Pinnacle Airlines Corp. chooses to pull air service early from Victoria
May 24, 2012 at 12:24 a.m.
Updated May 25, 2012 at 12:25 a.m.
Victoria could be without air service after Colgan Air Inc.'s decision to pull from the Victoria Regional Airport.
Airport Manager Jason Milewski said he learned Tuesday that the company planned to end its service June 30.
As of this week, passengers can no longer book beyond June.
"Frankly, this is very sad," Milewski said, noting the airport has done well and passenger numbers are up. "We got the rug pulled out from under us. It's a real shame."

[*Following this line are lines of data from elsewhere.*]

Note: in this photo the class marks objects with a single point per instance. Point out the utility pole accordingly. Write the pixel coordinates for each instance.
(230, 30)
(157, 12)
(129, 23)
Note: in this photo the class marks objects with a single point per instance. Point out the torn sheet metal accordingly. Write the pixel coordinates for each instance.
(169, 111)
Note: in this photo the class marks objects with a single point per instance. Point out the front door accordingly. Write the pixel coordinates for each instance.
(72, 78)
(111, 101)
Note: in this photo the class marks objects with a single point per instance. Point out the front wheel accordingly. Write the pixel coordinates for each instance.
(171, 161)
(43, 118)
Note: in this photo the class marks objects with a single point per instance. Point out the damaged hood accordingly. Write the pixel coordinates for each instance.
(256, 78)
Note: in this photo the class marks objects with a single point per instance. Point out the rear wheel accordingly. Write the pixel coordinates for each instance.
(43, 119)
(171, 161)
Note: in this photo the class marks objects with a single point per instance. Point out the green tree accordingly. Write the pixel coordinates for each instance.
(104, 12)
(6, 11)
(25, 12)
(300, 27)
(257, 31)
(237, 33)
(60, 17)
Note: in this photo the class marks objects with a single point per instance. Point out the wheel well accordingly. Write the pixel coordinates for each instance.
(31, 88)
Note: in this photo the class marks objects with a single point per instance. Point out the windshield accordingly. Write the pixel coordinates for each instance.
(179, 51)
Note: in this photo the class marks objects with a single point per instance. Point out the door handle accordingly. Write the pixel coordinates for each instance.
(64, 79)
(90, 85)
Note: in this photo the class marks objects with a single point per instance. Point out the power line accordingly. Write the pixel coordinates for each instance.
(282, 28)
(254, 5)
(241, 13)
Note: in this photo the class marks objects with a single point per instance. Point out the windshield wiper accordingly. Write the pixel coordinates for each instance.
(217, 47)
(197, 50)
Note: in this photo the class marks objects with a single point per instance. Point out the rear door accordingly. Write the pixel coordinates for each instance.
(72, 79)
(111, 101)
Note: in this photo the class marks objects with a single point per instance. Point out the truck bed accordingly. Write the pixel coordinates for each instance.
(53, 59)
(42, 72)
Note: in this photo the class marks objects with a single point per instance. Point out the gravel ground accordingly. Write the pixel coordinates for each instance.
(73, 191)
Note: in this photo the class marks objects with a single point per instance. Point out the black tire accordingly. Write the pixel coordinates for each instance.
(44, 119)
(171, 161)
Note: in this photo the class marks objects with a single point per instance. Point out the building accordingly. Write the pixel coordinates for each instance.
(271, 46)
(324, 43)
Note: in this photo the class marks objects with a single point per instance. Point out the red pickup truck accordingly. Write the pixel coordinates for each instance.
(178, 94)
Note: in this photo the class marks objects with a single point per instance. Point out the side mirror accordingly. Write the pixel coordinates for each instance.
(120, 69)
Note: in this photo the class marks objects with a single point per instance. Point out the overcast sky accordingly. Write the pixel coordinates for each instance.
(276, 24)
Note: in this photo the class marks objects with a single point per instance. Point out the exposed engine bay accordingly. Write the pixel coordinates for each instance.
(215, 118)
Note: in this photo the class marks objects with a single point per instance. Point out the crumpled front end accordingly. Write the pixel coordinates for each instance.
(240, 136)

The decision was a necessary step in the company's Chapter 11 reorganization process, said Joe Williams, a spokesman with Pinnacle Airlines Corp., Colgan's parent company.
Pinnacle filed for bankruptcy in April. In early March, it notified the U.S. Department of Transportation that it planned to pull from seven airports nationwide, including Victoria's.
Victoria's airport operates under essential air service, a federal program that subsidizes smaller airports. Williams said that maintaining a single EAS route could deter Pinnacle from reaching financial goals set forth as part of its debtor-in-possession financing.
He said he hoped to see the process continue as seamlessly as possible.
"We remain focused on providing customers safe, reliable and on-time service," he said.
Pinnacle's essential air service contract required the airline to remain in Victoria until a new provider moved in, the Advocate previously reported.
Williams said he could not speculate on possible penalties associated with leaving the market early, but Milewski said fines - up to $25,000 per day - were possible.
"I understand that they are opposing those fines through their legal process," he said. "Whether or not any of them will come to fruition is between the department of transportation and the carrier."
In the meantime, a search is already under way to find a replacement.
The department of transportation recently began a bidding process, Milewski said, and the second round ends June 6. Word should come a day or two afterward regarding which carriers put bids in, he said, and the community can offer input from there.
The search is a priority, Milewski said, and if Victoria does find itself without air service, it should not be for long.
"We're doing everything we can at this point and ... we've presented the best case we can," he said. "Our hope is that our efforts will pay off and we'll get a viable replacement."